VIOLANTE OR HIGH SOCIETY
Have few dealings with young men and persons of the upper classes. . . . Do not desire to appear before the powerful.
—THOMAS À KEMPIS: IMITATION OF CHRIST, BOOK I, CHAPTER 8
Violante’s Meditative Childhood
The Viscountess of Styria was generous and affectionate and thoroughly imbued with an enchanting grace. Her husband the viscount had an extremely nimble mind, and his facial features were of an admirable regularity. But any grenadier was more sensitive than he and less vulgar. Far from society, they reared their daughter Violante at their rustic estate in Styria, and she, as lively and attractive as her father and as benevolent and mysteriously seductive as her mother, seemed to unite her parents’ qualities in a perfectly harmonious proportion. However, the fickle strivings of her heart and her mind did not encounter a will in her that, without limiting them, could guide them and keep her from becoming their charming and fragile plaything. For her mother this lack of willpower inspired anxieties that might eventually have borne fruit if the viscountess and her husband had not been violently killed in a hunting accident, leaving Violante an orphan at fifteen. Residing nearly alone, under the watchful but awkward supervision of old Augustin, her tutor and the steward of the Styrian castle, Violante, for lack of friends, dreamed up enchanting companions, promising to be faithful to them for the rest of her life. She took them strolling along the paths in the park and through the countryside, and she leaned with them on the balustrade of the terrace that, marking the boundary of the Styrian estate, faced the sea. Raised by her dream friends virtually above herself and initiated by them, Violante was sensitive to the visible world and had a slight inkling of the invisible world. Her joy was infinite, though broken by periods of sadness that were sweeter than her joy.
Sensuality
Do not lean on a wind-shaken reed and do not place your faith upon it, for all flesh is like grass, and its glory fades like the flower of the fields.
—THOMAS À KEMPIS: IMITATION OF C
HRIST
Aside from Augustin and a few local children, Violante saw no one. Her sole guest from time to time was her mother’s younger sister, who lived in Julianges, a castle located several miles away. One day, when the aunt came to see her niece, she was accompanied by a friend. His name was Honoré, and he was sixteen years old. Violante did not care for him, but he visited her again. Roaming along a path in the park, he taught her highly inappropriate things, whose existence she had never suspected. She experienced a very sweet pleasure, of which she was instantly ashamed. Then, since the sun was down, and they had walked and walked, they sat down on a bench, no doubt to gaze at the reflections with which the rosy sky was mellowing the sea. Honoré drew closer to Violante so she would not feel cold; he fastened her fur coat around her throat, ingeniously drawing out his action, and he offered to help her try to practice the theories he had just been teaching her in the park. He wanted to whisper, his lips approached her ear, which she did not withdraw; but then they heard a rustling in the foliage.

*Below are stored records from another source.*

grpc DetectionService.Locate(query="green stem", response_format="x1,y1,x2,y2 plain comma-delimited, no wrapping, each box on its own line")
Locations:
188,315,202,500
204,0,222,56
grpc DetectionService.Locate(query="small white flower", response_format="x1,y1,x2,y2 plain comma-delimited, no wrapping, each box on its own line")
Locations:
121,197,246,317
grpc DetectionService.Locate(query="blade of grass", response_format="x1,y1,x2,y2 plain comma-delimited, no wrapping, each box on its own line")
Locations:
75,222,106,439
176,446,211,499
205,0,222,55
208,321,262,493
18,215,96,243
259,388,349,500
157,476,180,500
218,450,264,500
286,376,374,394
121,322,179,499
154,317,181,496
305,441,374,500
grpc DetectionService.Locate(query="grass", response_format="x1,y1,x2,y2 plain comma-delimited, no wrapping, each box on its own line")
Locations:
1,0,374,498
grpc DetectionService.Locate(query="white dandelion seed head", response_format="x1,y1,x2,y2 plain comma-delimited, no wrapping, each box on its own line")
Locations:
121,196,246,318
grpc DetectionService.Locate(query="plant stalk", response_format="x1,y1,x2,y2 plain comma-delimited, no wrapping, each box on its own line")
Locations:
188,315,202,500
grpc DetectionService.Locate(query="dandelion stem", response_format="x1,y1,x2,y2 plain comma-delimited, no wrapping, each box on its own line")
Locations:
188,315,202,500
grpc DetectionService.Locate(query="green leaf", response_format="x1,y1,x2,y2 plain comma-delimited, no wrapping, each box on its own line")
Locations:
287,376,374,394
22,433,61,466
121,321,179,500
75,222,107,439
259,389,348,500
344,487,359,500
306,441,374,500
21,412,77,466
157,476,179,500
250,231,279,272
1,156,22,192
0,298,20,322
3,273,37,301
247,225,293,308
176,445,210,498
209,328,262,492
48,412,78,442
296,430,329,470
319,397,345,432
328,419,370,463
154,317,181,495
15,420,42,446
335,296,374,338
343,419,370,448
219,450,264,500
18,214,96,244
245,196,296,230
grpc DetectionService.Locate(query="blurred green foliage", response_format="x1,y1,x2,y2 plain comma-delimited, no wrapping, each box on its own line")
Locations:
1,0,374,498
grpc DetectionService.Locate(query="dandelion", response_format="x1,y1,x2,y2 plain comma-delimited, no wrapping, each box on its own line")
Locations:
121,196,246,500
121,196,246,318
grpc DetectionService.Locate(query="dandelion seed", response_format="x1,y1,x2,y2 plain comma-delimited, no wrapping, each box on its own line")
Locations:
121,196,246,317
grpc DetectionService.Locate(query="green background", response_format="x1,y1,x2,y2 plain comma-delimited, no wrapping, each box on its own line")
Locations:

“It’s nothing,” Honoré murmured tenderly.
“It’s my aunt,” said Violante.
It was the wind. But Violante, cooled just in time by the wind and now standing, refused to sit down again; she said goodbye to Honoré despite his pleading. She felt remorse, suffered a hysterical fit, and had a very hard time falling asleep during the next two nights. Her memory was a burning pillow which she kept turning and turning. Two days later Honoré asked to see her. She had her butler reply that she had gone for a walk. Honoré did not believe a word of it and did not dare come back.